Much of the money that is actually going to be spent on infrastructure projects won't be spent for years. The CBO said that provisions to increase energy efficiency and renewable energy use would ultimately be spent within seven years. It also estimated that would take five years to spend 85% of the money dedicated to highway and other infrastructure projects. Keep in mind that this is the government's own estimate as to how quickly the plan will be implemented, which is likely very overoptimistic.
The CBO report even specifically states that "congressional authorizations for sharp increases in spending have typically been followed by a noticeable lag in actual spending." No Ship Sherlock. The government is a large, inefficient beast. This plan isn't going to be nearly as simulative for the economy as many would like us to believe.
We need to put people to work by creating permanent jobs that help benefit American for years to come. Things like the improvement of the power grid and improving mass transit. We need to make things and shift our energy consumption to domestic sources and we need to do it ASAP. Think how much better off the economy would be if you could purchase a plug-in electric vehicle manufactured by a domestic company and plug it into the wall to recharge it with electricity generated by a domestic resource like natural gas, nuclear power, wind, solar...whatever anything that doesn't ship money and jobs to the Middle East and manufacturing jobs to Japan. This is just a hypothetical example of something that would benefit the economy for the long run and create permanent jobs.
I am far from a protectionist. I want a global economy with free trade. Idiotic protectionist tariffs made the Great Depression worse. I just want America to actually produce stuff that other people want. The problem with this country is we spent all of our time and resources creating money out of thin air using leverage and smoke and mirrors or serving each other lattes. America needs to produce actual stuff in order to get back on our feet. The government can spend money wisely to steer us down that path...or it can continue to piss away the tax revenue of future generations on short term Band-Aids that don't solve our problems.
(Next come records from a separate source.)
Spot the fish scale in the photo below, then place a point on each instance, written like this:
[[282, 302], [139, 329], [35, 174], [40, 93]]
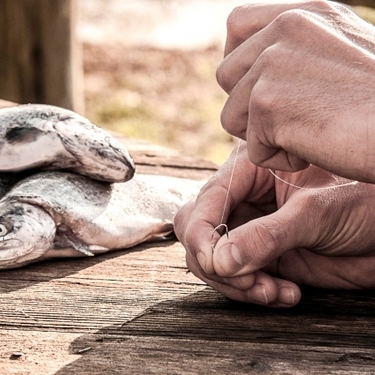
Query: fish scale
[[90, 217]]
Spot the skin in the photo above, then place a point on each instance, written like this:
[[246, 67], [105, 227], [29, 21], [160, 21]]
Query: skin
[[297, 75], [280, 236]]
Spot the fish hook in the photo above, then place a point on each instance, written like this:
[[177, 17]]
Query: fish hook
[[216, 230]]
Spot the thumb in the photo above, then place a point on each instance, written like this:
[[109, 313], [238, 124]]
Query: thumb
[[255, 244]]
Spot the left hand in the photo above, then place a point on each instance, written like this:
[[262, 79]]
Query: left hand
[[280, 236], [299, 75]]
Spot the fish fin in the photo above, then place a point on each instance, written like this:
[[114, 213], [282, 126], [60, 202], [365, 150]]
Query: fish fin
[[66, 234]]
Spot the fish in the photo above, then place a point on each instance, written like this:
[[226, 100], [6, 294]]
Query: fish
[[39, 136], [54, 214]]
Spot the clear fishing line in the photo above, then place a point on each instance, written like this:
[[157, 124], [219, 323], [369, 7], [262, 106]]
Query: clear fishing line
[[319, 188], [223, 225]]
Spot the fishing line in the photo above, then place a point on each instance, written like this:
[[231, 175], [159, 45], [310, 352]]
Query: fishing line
[[223, 225], [319, 188]]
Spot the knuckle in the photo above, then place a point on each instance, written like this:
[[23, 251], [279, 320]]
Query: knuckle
[[291, 22], [238, 21], [262, 102], [224, 76], [266, 240]]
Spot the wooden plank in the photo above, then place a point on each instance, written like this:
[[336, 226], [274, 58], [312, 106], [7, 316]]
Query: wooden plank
[[139, 311]]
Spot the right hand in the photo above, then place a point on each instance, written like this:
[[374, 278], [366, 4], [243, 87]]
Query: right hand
[[280, 236], [300, 78]]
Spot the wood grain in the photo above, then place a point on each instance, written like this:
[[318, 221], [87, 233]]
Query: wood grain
[[139, 311]]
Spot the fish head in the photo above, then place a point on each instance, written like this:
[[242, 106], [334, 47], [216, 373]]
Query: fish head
[[26, 233]]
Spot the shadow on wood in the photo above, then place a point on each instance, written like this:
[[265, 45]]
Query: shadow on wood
[[205, 333]]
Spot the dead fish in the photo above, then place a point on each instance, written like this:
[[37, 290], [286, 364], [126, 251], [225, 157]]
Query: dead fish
[[47, 137], [59, 214]]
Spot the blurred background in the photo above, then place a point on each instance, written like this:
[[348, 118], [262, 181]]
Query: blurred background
[[144, 68]]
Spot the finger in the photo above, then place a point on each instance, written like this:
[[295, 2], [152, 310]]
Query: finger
[[258, 288], [195, 224], [247, 20], [257, 243]]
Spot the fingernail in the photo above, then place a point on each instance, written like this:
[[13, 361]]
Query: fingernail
[[258, 295], [287, 296], [202, 260], [228, 260]]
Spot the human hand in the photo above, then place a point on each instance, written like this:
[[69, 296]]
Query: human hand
[[280, 236], [299, 78]]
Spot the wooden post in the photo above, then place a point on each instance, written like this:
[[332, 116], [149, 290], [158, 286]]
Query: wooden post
[[40, 59]]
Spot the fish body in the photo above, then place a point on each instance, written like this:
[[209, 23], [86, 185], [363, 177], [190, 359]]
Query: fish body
[[89, 217], [48, 137]]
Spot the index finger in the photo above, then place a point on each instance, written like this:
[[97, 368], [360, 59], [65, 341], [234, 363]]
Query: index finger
[[235, 181]]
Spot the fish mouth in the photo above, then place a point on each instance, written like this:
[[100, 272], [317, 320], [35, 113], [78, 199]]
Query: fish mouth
[[29, 233]]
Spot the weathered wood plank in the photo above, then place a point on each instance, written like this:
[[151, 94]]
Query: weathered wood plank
[[138, 311]]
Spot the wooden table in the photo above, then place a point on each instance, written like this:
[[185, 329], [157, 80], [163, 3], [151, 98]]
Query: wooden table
[[140, 312]]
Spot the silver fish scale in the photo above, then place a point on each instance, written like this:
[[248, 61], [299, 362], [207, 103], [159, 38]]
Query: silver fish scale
[[48, 137], [103, 216]]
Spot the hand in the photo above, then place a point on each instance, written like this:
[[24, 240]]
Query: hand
[[280, 236], [300, 78]]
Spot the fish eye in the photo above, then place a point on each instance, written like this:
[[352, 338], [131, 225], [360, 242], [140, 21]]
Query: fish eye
[[3, 230]]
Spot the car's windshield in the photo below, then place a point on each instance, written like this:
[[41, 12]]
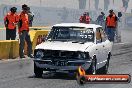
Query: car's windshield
[[71, 34]]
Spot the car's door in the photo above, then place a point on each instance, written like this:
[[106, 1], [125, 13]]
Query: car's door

As Indiana Representative Mike Pence put it the current version of the bill "won't stimulate anything except more government and more debt." The long-term cost of this huge, wasteful package could balloon to $1.2 trillion over the next ten years. It might help the economy a little, but it won't be nearly as effective as many investment advisors and many in the media would like us to believe and the cost to us and future generations will be astronomical.
I like Obama and I think that he is the right man for the job, but I remain extremely unimpressed with the stimulus package that he is pushing right now. The government needs to either spend our money wisely or not spend it at all.